Esta é uma bonita história mas não responde à questão: O que é  um problema de bloco?

A actividade mais simples do mundo da escalada, é simples somente à superfície, pois logo na sua definição essencial coloca questões cuja resposta é tudo menos óbvia. Porque os blocos não são sempre linhas evidentes num bloco perfeito, como por exemplo o Kalashnikov em Sintra, ou o Ovo na Pedra do Urso. Vou-me socorrer do site B3 de Jamie Emerson, uma das melhores referências para quem gosta de perder algum tempo com estas questões, e do livro de Héctor del Campo:  “Escalada en Bloque”, este  um mestre, também, quer a escalar quer a interiorizar a actividade, ambos são muito exigentes eticamente e excelentes exemplos a seguir.

Antes um aviso à navegação: já que peguei no livro do Héctor transcrevo aqui um paragrafo: …” Escalar, sejam pedras de dois metros ou montanhas de oito quilómetros, é antes de tudo uma experiencia pessoal, desde que estejas satisfeito com os meios utilizados para alcançar os fins, perfeito; As coisas complicam-se quando queres compartilhar essas experiencias com os outros: nem todos têm porque estar de acordo contigo e com os teus parâmetros éticos…” isto foi escrito em 2002 ainda o 8a.nu não era o que é hoje.

Um bloco é definido pelo arranque, a linha em si e a saída. Vamos então começar pelo arranque. isto é, as presas do começo.
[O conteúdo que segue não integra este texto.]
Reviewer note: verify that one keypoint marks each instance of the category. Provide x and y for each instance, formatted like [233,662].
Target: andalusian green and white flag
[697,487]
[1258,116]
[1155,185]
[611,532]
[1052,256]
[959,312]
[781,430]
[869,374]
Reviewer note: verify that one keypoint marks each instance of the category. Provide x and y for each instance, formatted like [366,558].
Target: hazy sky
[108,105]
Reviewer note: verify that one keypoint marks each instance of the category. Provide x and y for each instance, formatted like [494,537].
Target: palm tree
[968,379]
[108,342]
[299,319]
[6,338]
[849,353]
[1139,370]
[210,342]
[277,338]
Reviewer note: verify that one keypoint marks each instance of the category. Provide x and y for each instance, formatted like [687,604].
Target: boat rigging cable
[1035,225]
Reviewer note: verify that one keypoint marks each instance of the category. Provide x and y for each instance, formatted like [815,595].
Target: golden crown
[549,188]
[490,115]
Arranque. Jamie Emerson: “O primeiro ascensionista ganha o direito, por ser o primeiro, de determinar onde e como o problema deve começar”. Hector del Campo: ” A regra número um para todos os escaladores deveria ser a seguinte: o respeito pelo trabalho do abridor”.  Assim, o primeiro ascensionista dita a maneira de começar, isto é, as presas exactas. Se começarmos acima estamos a roubar, se começarmos abaixo estamos a acrescentar ao problema original. Qualquer começo que não seja o do primeiro ascensionista e o escalador estará a escalar outro bloco. Portanto o interessado em repetir um bloco deve informar-se, ou pelo menos esforçar-se nesse sentido, com exactidão de como começar o problema. Um exemplo: o Rosa Negra cs, na Pedra do Urso, foi originalmente escalado a começar sentado quase deitado na laje “sikada”, e graduado nessa perspectiva, no entanto existe a possibilidade de começar sentado vários movimentos mais à frente e sempre sentado, tornando difícil de perceber sem informação adicional onde começa o bloco.  Aceitar esta regra na sua verdadeira acepção é um bom sinal de maturidade para  um escalador de bloco.

A linha em si. Aqui a imitação do primeiro ascensionista deve parar e o escalador deve ser livre para interpretar a rocha e descobrir a sua própria sequência. Pode no entanto dar-se o caso de o problema ser eliminatório, o que acontece onde menos se espera. Um exemplo? O famoso The Force (V11) em Yosemite é um problema eliminatório aberto por Jerry Moffat, aparentemente eliminando uma presa comum ao bloco vizinho, o não menos famoso Thriller. Fazendo o bloco com as presas todas está  cotado de V9 e é  conhecido como “The Farce” e é de facto uma farsa quase comédia de enganos que dá que pensar. Podemos ser a favor ou contra os problemas eliminatórios  mas devemos sempre tentar perceber aquilo que nos propomos escalar, sendo este um exemplo flagrante da importância da informação prévia para  quem se propõe a repetir algo. 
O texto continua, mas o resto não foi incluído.